What is this thing we do not like? Did not want? Would rather refuse?

It could be anything. It could be universal things like aging and the passage of time and the fact of kids not being kids any more. It could be something specific and personal, like the fact of someone being horrid to us. It could be situational - like a well-made plan that will be all messed up if someone else's input gets factored in. It could be something relatively small and silly in the great scheme of things - like we're out of a certain ingredient and we're already in the middle of the recipe.

Whatever it is, it comes to us - unexpected sometimes - and sometimes more or less than we'd thought it would be. Whatever it is, it's a moment of possible change - a moment of decision. And that's when we get a chance to exercise power. Real power. The best and most powerful kind of power. These moments are the trumpet voluntary introducing our chance to CREATE.

Of course, it feels like a setup. Every time - it just feels like the deck is stacked against us, and the power is in the situation. It feels like something happening "to" us.

But that's a lie. In fact, it is in these moments that we have the power of actual creation in the moment of chaos.
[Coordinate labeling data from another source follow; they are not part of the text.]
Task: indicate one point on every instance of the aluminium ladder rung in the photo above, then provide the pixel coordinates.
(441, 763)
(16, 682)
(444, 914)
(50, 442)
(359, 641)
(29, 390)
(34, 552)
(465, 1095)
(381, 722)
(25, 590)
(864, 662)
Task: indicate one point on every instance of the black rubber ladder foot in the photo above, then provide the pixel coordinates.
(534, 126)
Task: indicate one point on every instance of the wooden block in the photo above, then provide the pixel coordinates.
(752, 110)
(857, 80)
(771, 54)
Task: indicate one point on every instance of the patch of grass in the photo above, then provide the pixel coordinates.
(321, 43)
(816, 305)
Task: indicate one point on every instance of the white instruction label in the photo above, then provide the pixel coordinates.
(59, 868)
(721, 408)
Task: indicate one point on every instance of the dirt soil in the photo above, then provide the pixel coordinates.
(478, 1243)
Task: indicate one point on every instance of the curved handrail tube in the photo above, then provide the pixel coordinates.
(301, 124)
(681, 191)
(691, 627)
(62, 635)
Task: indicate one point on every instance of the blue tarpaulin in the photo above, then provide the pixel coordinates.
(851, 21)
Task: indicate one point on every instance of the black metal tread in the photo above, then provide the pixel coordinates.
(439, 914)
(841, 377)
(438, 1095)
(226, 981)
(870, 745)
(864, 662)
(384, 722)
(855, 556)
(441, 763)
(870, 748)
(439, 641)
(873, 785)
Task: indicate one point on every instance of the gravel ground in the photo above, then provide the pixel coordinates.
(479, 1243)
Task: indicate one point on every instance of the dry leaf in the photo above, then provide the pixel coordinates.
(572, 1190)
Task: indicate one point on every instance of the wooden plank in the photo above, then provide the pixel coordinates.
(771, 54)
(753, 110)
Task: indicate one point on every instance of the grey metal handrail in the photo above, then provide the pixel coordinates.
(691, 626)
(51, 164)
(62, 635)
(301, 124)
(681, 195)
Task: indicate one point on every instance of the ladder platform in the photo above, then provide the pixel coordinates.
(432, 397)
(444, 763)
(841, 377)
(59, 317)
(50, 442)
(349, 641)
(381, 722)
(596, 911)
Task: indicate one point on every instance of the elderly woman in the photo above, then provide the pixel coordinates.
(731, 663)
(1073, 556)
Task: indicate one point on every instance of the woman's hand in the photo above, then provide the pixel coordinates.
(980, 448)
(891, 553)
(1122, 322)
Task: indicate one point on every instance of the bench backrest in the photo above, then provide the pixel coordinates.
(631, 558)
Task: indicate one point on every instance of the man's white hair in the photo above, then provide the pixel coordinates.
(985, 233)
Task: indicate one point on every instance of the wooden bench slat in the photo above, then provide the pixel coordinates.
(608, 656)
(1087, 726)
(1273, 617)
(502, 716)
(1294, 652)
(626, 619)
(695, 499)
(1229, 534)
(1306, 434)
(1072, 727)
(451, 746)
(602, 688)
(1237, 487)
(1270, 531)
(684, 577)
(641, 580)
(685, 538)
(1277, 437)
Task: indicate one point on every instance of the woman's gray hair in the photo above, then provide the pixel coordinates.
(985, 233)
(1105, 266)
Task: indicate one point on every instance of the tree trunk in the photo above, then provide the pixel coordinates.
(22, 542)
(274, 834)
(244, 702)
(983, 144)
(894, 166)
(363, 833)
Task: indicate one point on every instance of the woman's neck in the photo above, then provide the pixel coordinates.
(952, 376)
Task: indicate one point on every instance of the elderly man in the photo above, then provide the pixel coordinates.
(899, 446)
We can decide to substitute ingredients, forge new kinds of relationships, and do things with our age that we couldn't do with our youth ... or we can decide to relinquish our power, lose all self-possession, and just have a huge spaz attack, giving (flinging) all power into the situation and taking none of it for the act of creation. (Or ... what I usually do ... wig out and THEN calm down and create something.)

See what I mean?

I am coming to believe that women take things in, and then women create -- or ... when they do not create - when they decide instead to destroy - or to deny the power being offered to them and do nothing with it - then women end up with these moments coming to them, and they duck and cover, rail and rant, and in the end, run the risk of having passed by every opportunity to engage in the most powerful of
all human endeavors -- the power to create.

That woman is Zheng Xiaoying, the first Chinese woman conductor. As the first Chinese woman conductor, professor Zheng Xiaoying has been the first conductor in China Opera, dean of conduct department in central conservatory of music and chief inspector of art for Woman Philharmonic Orchestra. Now she is engaged as the general director and chief conductor of Xia Men Philharmonic Orchestra, the first Symphony Orchestra supported by government and run under responsibility system. She is also the executive council member of Musician Association of China. In 1981, she won the first prize of conductor in the art societies directly under Ministry of Art, the honorary decoration of Literary and Art of France in 1985 and the national devotion award of the old. --- That's pretty creative. Now imagine all the many moments of decision that happened in her life.

But it's a war! Women didn't start this war. Men did. (A very tired argument, that one. But it does refuse to die.) So? What's to do about it then? Moan about the fact of it? Or pick up a riveting gun?

Today, on NPR, I heard about Lt. Katherine Flynn (later Katherine Nolan), who was part of the 53rd Army Field Hospital that treated the most seriously wounded — from the D-Day invasion through the Battle of the Bulge and beyond. Not only that, her husband was a WWII vet, her sons served in Viet Nam, and her youngest son, Steve, has been serving as chief of a combat stress unit in Afghanistan. If you get a moment, listen to the segment. Her whole attitude can be summed up at the end of it. "Somebody had to do it." So she did. That's her there, washing her hair in her helmet - the helmets, she says, they used for protection, and if they got sick, for throwing up into.

Thanks, Katherine. Your valor, and the valor of your entire family
puts a whole lot of things into perspective for the rest of us.